Everything to know about sun protection, according to a dermatologist

(BPT) - Sunscreen is a year-round necessity, but with the longer days of sunlight and warmer weather ahead, people are spending more time exposed to the sun, making it an essential. Whether it's a walk in a park or playing games in the backyard with family, it's important to be prepared for any time spent outside, starting with wearing sunscreen.

When the sun shines brighter and lasts longer, people get excited to spend more time outdoors, often overlooking just how important sun protection really is. In fact, only 2 percent of dermatologists believe their patients take sun protection very seriously, according to a new survey from CeraVe.

“Sunscreen should be worn every day regardless of season, but especially at a time of year when we spend more hours in the sun. It’s important to incorporate sunscreen into your daily skincare regimen,” says board-certified dermatologist Dr. Michelle Henry. “To maintain healthy skin throughout the dry, hot summer months, look for products that offer both hydration and broad-spectrum protection.”

To help clear up any sun care confusion, Dr. Henry offers her expert insight on six things to know about proper sun protection:

1. Mineral vs. chemical: What to choose

Many people do not know the difference between mineral and chemical sunscreens. While both types of sunscreen offer sun protection, they work differently. Chemical sunscreens use chemical filters that absorb into the skin and absorb UV rays to protect it, while mineral sunscreens use mineral filters that sit on the surface of the skin to reflect UV rays. Mineral sunscreens are great for people with all skin types, but especially for those with sensitive skin or those who are prone to conditions like eczema, rosacea and melasma. Heat can exacerbate these conditions, so mineral sunscreens are a nice option because they form a protective barrier over the skin to deflect harmful UVA and UVB rays instead of absorbing.

2. Sun damage can happen in a flash

You don’t need to spend hours in the sun to experience damage to your skin. A sunburn can happen within minutes of unprotected exposure. Every single person — regardless of how fair or dark your skin — is susceptible to sun damage. Moreover, many don’t realize that UVA and UVB rays can come through the clouds and UVA rays come through windows, so no matter what you are doing, even if it is sitting inside an office near a window, your skin is still exposed, so you need to use SPF protection.

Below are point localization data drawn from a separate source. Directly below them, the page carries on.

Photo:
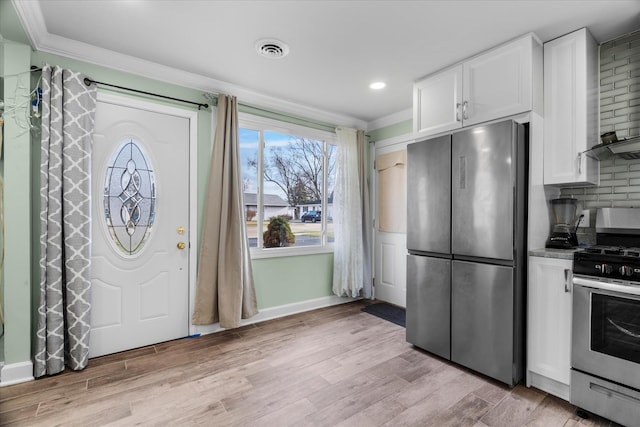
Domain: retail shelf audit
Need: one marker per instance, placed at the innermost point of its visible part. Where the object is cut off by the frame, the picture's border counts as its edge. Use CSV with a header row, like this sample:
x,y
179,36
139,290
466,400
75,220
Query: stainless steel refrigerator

3. Damage is more than just a sunburn

Sunburn isn’t the only damage that happens from sun exposure; it’s just the most immediate. Exposure to UVA rays leads to early skin aging and forms of skin cancer, while UVB ray exposure causes immediate physical effects, like sunburns. Sun damage can have effects that last well past the sunburn fading, which is why it is important to have a broad-spectrum sunscreen that protects against both types of rays.

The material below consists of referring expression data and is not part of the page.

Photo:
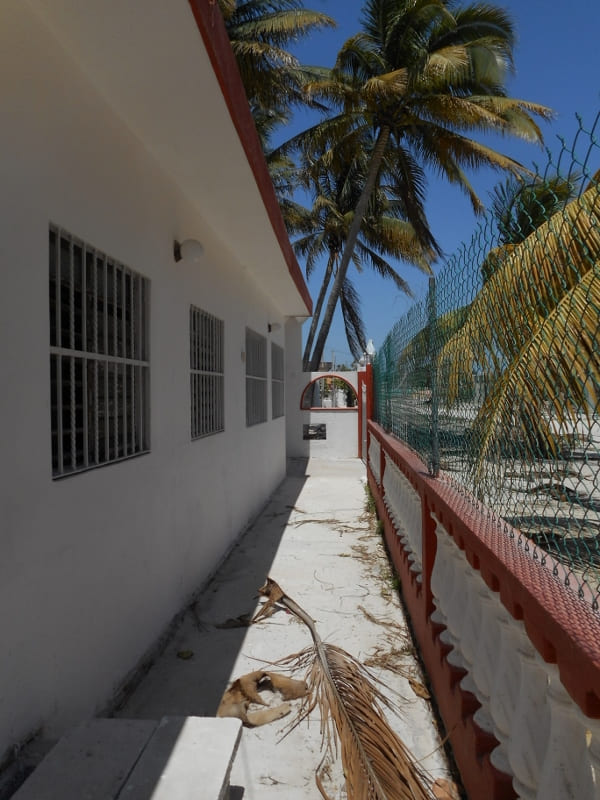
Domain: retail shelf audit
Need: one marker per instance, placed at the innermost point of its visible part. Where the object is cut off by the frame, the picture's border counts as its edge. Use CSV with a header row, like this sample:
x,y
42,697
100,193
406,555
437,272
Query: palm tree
x,y
421,76
532,330
324,228
520,206
259,32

4. Sun exposure contributes to dehydrated skin

Spending time in the sun can strip skin of moisture and prolonged exposure can cause a breakdown of the skin barrier and ceramide depletion. To keep skin hydrated plus protected, use a product that offers sun protection plus skincare benefits, like CeraVe Hydrating Sunscreen. CeraVe Hydrating Sunscreen is a broad spectrum mineral sunscreen that protects your skin in the sun and contains ceramides to lock in moisture and restore the skin’s natural barrier.

5. Reapplication is key

Three-quarters of dermatologists believe that less than half of their patients are reapplying sunscreen throughout the day, according to the survey. Applying sunscreen once does not protect your skin all day long. Strive to reapply approximately every two hours when outdoors, especially if you are sweating from hot weather or participating in a sport or activity.

6. Add extras for further protection

In addition to sunscreen, be mindful of other ways to help shield your skin from harmful rays. Wearing a hat and sunglasses can help protect the head, ears, face and neck, while light layers or UV protecting clothing can help block sun rays from reaching your body. Consider cotton as it breathes well to keep you cool. Finally, pack an umbrella or tent to make your own shade during events that are in full sun exposure, like the beach or a sports game.

“I don’t want my patients to be afraid to enjoy sunny days or time outside,” says Henry. “With proper care, hydration and protection anyone can maintain a healthy relationship with the sun!”